Of course, if you choose to further your profession, your earning potential grows, so does your employment prospects. However, career possibilities for Nurse Practitioners, Nurse Midwives, and Nurse Anaesthetists are predicted to improve by 45% between 2019 and 2029, implying that you will have lots of options to work as an advanced nurse.

You may be asking why fewer guys are opting for careers in nursing since there are so many positive aspects of opting for a male nursing career. It’s mostly because of the stigma. But if you want to be a nurse and aren’t too concerned about what other people may say, then you must definitely pursue this career path.


Nationwide demand for registered nurses, particularly those with a Degree in nursing, is and will remain strong. The U.S. Bureau of Labor Statistics predicts that employment for registered nurses will increase by 15% between 2016 and 2026, which is a much greater pace than the national average for all professions.

To be very frank, it seems that the benefits of this line of work outweigh the drawbacks. There are several advantages to becoming a male nurse that aren’t available to female nurses. And now, at last, males are starting to acknowledge it as well. Moreover one-fifth of today’s nurses are male, and that percentage is rising. Many men are now starting to see that nursing is a noble and rewarding career option.

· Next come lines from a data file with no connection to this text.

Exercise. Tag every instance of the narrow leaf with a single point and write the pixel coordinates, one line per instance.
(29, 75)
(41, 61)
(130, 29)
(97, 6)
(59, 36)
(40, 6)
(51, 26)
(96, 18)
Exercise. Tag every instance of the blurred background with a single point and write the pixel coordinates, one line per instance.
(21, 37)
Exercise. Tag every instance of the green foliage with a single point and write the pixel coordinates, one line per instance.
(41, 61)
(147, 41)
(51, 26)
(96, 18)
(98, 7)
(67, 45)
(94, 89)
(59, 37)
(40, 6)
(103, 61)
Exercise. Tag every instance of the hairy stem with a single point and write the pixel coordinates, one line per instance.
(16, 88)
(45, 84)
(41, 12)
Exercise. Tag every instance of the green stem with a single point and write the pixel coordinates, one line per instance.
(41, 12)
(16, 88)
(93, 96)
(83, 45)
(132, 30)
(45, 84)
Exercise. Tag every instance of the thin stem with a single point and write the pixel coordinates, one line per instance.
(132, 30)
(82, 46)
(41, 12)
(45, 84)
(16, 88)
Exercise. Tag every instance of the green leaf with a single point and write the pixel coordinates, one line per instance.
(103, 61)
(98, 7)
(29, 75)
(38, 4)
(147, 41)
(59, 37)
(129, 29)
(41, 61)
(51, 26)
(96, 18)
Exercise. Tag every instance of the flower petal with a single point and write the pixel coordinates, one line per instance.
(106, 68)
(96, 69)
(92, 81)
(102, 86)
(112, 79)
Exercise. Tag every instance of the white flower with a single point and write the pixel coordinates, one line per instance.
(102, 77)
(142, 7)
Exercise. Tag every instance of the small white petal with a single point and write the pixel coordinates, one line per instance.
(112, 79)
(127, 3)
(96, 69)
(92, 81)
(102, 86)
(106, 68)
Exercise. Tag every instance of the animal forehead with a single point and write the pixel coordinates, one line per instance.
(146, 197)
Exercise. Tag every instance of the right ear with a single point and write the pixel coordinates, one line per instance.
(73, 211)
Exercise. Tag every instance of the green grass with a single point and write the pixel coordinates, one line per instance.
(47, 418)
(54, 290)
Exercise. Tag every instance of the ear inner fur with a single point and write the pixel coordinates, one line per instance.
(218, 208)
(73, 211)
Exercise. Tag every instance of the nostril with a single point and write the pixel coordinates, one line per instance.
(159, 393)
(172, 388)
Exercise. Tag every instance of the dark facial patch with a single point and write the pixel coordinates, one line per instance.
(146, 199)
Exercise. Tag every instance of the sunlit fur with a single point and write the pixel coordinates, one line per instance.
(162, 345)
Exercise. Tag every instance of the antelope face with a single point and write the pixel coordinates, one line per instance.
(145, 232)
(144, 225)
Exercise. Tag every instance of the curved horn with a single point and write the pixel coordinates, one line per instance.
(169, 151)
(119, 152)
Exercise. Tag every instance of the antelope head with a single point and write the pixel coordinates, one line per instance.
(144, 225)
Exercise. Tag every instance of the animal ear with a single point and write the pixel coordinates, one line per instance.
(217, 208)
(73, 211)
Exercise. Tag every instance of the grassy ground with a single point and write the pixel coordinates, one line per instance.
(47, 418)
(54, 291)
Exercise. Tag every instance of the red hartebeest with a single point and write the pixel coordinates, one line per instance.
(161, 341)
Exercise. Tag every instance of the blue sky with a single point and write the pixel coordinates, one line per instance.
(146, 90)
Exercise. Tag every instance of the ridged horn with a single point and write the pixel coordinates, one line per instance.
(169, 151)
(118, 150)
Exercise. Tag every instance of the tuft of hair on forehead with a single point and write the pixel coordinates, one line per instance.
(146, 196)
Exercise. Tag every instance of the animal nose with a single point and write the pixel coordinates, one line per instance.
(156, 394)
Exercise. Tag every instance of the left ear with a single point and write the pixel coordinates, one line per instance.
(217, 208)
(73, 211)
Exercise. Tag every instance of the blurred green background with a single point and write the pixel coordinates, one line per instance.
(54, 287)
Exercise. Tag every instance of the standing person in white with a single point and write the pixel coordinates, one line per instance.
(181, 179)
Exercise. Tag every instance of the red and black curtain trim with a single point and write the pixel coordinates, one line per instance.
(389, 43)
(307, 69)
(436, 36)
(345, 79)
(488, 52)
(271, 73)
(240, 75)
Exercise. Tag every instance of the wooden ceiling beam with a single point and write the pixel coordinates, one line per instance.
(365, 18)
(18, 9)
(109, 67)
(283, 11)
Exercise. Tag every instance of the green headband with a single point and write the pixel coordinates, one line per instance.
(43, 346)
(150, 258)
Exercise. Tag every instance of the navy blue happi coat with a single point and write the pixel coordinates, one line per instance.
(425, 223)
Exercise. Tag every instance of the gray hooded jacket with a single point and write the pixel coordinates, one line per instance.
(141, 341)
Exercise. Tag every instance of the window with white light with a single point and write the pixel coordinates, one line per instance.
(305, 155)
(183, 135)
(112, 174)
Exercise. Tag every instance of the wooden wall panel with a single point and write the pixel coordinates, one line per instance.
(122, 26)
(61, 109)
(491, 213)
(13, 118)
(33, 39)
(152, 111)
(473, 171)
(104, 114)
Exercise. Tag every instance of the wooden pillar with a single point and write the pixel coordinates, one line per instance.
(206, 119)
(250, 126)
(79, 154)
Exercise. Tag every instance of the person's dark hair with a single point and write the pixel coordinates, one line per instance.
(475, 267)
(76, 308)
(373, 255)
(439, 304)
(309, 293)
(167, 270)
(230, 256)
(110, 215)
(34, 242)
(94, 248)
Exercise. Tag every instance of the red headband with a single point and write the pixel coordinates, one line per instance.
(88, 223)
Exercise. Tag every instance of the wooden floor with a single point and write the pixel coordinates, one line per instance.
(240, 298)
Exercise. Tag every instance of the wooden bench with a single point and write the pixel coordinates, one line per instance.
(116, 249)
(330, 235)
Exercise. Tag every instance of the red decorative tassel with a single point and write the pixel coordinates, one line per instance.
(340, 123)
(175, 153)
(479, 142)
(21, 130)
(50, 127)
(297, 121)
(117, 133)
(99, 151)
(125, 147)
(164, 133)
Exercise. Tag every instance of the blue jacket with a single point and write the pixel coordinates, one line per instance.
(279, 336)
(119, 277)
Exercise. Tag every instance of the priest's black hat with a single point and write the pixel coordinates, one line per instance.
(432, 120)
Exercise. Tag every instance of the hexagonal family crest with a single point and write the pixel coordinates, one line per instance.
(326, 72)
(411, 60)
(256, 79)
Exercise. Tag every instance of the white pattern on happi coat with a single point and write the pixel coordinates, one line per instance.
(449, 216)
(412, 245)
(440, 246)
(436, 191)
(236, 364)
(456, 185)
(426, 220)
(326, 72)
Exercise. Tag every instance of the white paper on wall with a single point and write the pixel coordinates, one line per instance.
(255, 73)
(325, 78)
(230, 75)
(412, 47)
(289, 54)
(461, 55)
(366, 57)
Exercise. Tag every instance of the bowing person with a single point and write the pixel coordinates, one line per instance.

The discipline of nursing has been plagued by an unfavourable public perception. Nurses are female while doctors are male. There has been a shift in recent years, however, and currently women make about half of all medical school graduates. Although males only make up around 7% of the nursing workforce, that percentage is on the rise. And here’s why. There is a statistically significant gender gap in the average length of time spent working as a nurse (5.5 years). Perhaps some of the female students leave school to start a family and never come back. Maybe they’re looking for similar employment because they view it as a steppingstone to a different profession. Whatever the case may be, nurses in the past have not been adequately trained for a long and fruitful profession. As a career option, it appeals to men. As a result, more medical facilities are actively hiring male nurses. Fewer excuses for absences and less emergency leave are available to them.